Die Beteiligten haben einander keine Kosten zu erstatten.
Die Revision wird nicht zugelassen.
Tatbestand
Der Kläger begehrt die Anerkennung seines Autounfalls vom 28.03.2002 als Arbeitsunfall.
Am 28.03.2002 (Gründonnerstag) verunglückte der Kläger kurz vor P., als er sich als
Beifahrer mit seiner damaligen Lebensgefährtin und jetzigen Ehefrau, der Zeugin U.B., auf
dem Nachhauseweg von der Arbeit bei der Firma H. V. GmbH, E., zum Tanken nach
Sch./Luxemburg befand. Nach dem Tanken sollte die Weiterfahrt nach Hause nach M.

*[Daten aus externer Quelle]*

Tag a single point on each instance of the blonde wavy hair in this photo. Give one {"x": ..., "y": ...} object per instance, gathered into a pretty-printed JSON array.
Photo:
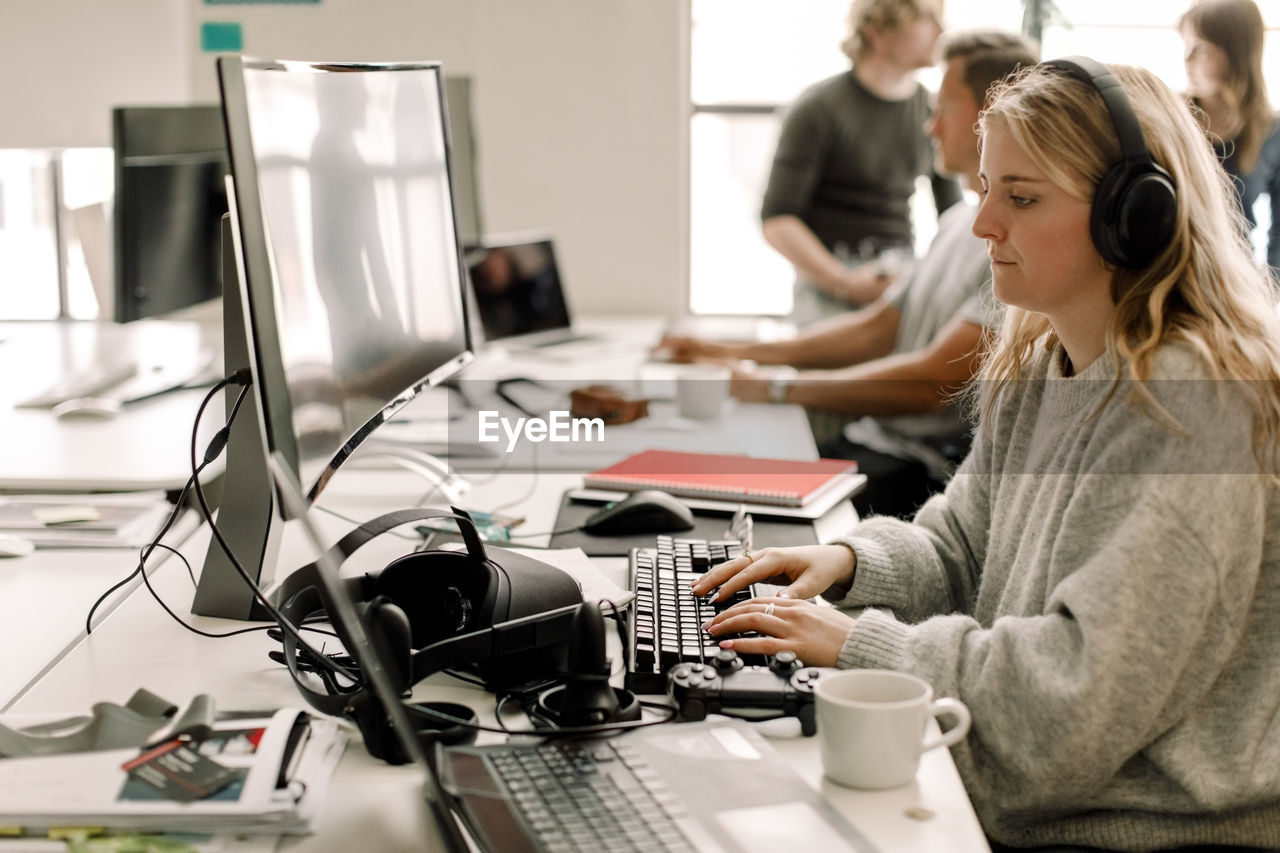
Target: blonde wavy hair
[
  {"x": 882, "y": 16},
  {"x": 1203, "y": 290}
]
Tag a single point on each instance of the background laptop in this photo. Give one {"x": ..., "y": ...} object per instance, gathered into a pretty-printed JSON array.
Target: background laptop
[{"x": 519, "y": 292}]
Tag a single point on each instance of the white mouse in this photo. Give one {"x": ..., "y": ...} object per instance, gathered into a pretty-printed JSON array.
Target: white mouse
[
  {"x": 96, "y": 407},
  {"x": 14, "y": 546}
]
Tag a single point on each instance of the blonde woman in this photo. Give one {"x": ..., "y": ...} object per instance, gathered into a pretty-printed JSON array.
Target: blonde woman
[
  {"x": 1224, "y": 78},
  {"x": 1100, "y": 583}
]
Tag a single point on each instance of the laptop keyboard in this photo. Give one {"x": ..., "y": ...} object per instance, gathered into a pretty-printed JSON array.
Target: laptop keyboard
[
  {"x": 589, "y": 796},
  {"x": 667, "y": 617}
]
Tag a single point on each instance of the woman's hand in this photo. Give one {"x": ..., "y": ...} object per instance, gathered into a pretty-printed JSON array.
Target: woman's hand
[
  {"x": 685, "y": 350},
  {"x": 749, "y": 383},
  {"x": 814, "y": 633},
  {"x": 810, "y": 569}
]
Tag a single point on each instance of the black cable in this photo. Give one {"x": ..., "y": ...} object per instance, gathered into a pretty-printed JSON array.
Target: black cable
[
  {"x": 177, "y": 507},
  {"x": 604, "y": 728},
  {"x": 224, "y": 434},
  {"x": 353, "y": 521}
]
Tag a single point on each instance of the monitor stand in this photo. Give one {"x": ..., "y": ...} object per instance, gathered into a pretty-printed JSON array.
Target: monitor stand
[{"x": 246, "y": 512}]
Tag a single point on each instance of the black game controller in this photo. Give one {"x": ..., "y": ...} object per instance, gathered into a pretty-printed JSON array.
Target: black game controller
[{"x": 726, "y": 685}]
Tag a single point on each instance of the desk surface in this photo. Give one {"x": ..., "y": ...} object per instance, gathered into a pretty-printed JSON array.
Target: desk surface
[
  {"x": 144, "y": 447},
  {"x": 370, "y": 806}
]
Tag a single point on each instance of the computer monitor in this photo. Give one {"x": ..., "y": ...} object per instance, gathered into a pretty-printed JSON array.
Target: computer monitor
[
  {"x": 350, "y": 274},
  {"x": 170, "y": 167},
  {"x": 466, "y": 167}
]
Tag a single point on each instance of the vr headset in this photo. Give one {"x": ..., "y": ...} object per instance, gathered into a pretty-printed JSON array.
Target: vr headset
[{"x": 504, "y": 615}]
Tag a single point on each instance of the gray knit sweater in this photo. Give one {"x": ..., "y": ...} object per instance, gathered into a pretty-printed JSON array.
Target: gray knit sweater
[{"x": 1104, "y": 593}]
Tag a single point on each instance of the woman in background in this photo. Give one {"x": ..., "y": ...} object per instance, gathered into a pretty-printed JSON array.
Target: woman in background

erfolgen. Der Kläger zog sich schwere Verletzungen zu und bezieht mittlerweile
Erwerbsunfähigkeitsrente.
Mit Bescheid vom 15.10.2003 teilte der Beklagte mit, dass Ansprüche auf
Entschädigungsleistungen aus der gesetzlichen Unfallversicherung nicht beständen. Ein
Arbeitsunfall liege nicht vor, da das beabsichtigte Auftanken des Fahrzeuges in Luxemburg
dem unversicherten privaten Bereich zuzuordnen sei. Da er den Unfall nicht auf dem
direkten Weg zwischen Arbeitsstätte und Zielort (Wohnung in M.) erlitten habe, sondern
zum Unfallzeitpunkt als privater Kunde (Tanken in Luxemburg) bereits über den Zielort M.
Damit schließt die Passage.